LU Baseball team discards bats, picks up brooms

The literacy rate at Loyola is on the rise.

As Loyola starts its second decade in the 21st century, it is seeing an explosion in the number of students who can read.

The results of this boom are

everywhere. Most notable, however, is the baseball team. Due to the recent passing of their only fan, a hobo who lived under the bleachers where they play (where is that?), the team has decided to move in a new direction.

The players have taken their bats, attached pompoms to the end and now run with them between their legs while wearing bath robes.

This incredible shift of direction came after the team’s equipment manager read part of Harry Potter and the Sorcerer’s Stone while hungover in the dugout. How he got the book remains a mystery.

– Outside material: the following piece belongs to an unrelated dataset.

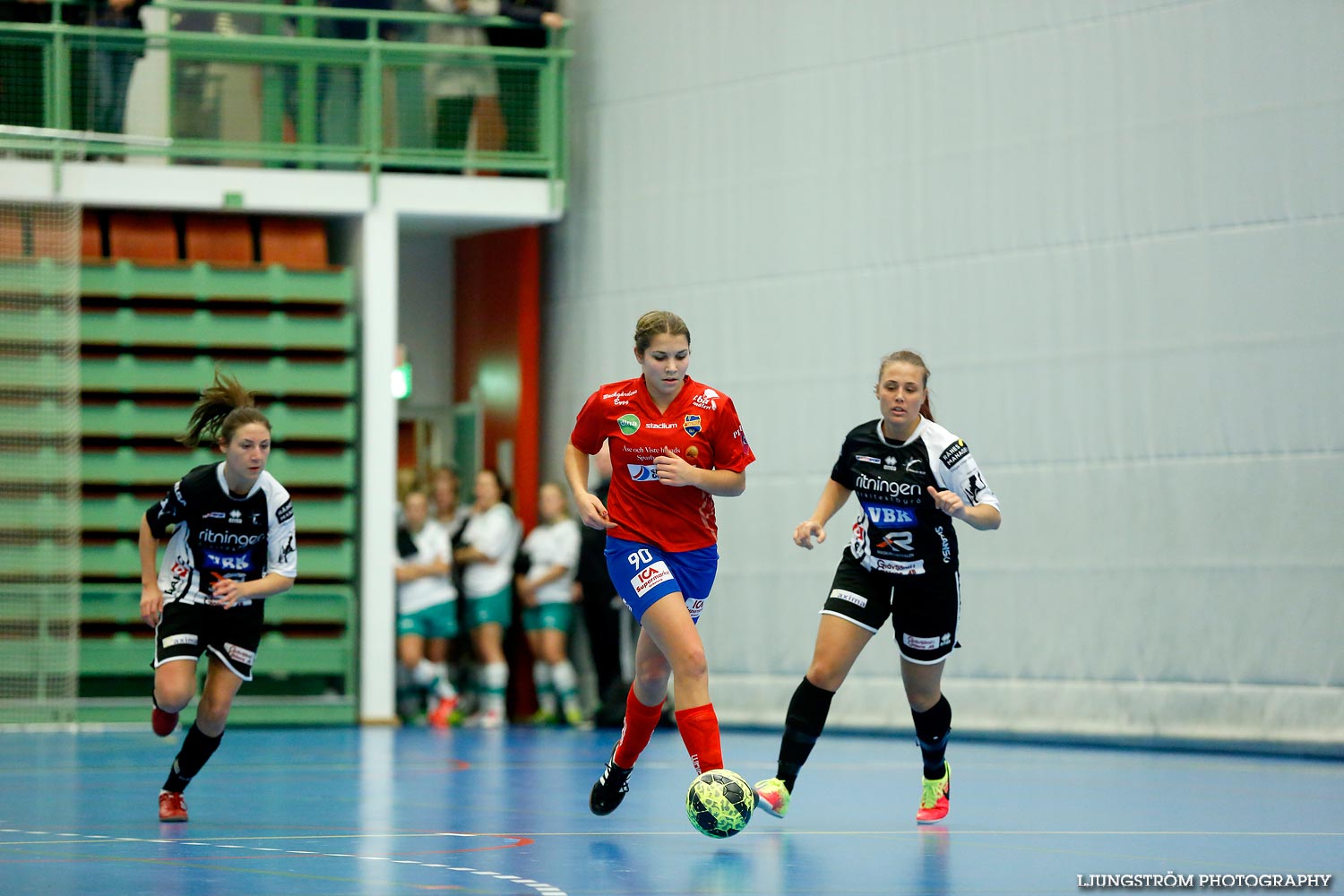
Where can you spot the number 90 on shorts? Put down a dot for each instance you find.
(644, 573)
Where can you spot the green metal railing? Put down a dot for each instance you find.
(297, 94)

“We were desperate.” Charles DuPont, broom master and former bat boy told reporters.

As if by magic, the team’s fan base has more than quintupled.

“Who knew all we had to do was spray paint the ball gold and glue little pipe cleaner wings to it,” marveled Loyola’s star keeper and former catcher.

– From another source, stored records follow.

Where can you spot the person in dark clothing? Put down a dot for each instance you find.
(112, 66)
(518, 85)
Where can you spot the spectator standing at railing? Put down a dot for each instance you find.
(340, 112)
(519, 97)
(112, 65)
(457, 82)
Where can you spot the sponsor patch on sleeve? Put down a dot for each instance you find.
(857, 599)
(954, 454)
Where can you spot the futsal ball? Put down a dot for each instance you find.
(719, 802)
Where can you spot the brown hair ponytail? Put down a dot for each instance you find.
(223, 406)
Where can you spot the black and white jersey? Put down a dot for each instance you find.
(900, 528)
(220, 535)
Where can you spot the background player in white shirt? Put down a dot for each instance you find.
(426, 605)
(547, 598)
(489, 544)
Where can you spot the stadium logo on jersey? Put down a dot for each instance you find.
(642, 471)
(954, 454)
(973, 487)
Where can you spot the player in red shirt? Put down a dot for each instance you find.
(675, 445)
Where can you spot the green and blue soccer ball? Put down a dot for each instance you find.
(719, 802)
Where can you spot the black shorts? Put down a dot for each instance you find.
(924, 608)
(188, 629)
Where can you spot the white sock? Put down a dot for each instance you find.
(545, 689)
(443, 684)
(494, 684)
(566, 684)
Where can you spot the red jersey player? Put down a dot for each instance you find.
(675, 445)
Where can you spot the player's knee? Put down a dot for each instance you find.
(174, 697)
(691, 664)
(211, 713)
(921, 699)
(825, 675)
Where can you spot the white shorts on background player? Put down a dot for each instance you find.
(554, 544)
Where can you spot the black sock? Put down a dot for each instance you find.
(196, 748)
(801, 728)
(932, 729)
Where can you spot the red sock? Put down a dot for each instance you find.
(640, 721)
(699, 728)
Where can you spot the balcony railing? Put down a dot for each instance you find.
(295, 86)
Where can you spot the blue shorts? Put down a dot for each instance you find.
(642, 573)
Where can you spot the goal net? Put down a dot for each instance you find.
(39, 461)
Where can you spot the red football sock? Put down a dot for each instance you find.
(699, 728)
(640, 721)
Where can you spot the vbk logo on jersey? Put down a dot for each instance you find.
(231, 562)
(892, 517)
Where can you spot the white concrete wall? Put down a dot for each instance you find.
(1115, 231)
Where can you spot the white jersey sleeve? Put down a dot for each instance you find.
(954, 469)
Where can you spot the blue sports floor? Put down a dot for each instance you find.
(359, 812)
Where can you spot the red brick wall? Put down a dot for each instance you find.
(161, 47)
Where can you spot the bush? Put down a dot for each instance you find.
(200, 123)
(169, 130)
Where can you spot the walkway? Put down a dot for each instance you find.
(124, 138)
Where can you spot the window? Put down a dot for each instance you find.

It is still unsure where the Loyola Quidditch team plays. The fact that there are no International Quidditch Association sanctioned pitches here in New Orleans only muddies the issue.

A student poll of one student suggested that the only way to get to the pitch is via a portkey disguised as Dr. Cotton’s left shoe. This remains to be proven.

Brett Simpson, Associate Athletic Director suggests that running at full speed into the small space between the doors that lead into the RecPlex with a shopping cart and a live owl is a good start.

LUPD officers prepare to raid the Orleans Room.

Members of the former LU baseball team battle the Alabama Crimson Tide. They compete for the coveted Muggle-Lover Cup.

Inside This Issue

- News: Senoir Class Missing, LU Unconcerned p. F32 - News: PB&J: Over One Gremillion Served p. B2- News: SGA Fears Coup Attempt; 1540 cited as threat; Defcon level raised to 'Nefarious Red' p.A5-Life & Times: Freshman Stays Classy; Peers Incredulous-Opinion: Common Curriculum Werks p. A3- Letter: Yellow Cake to LU, "I'm happier in my new home. People understand me here and think I'm beautiful. I don't need you!" p. A4

What was your halloween costume?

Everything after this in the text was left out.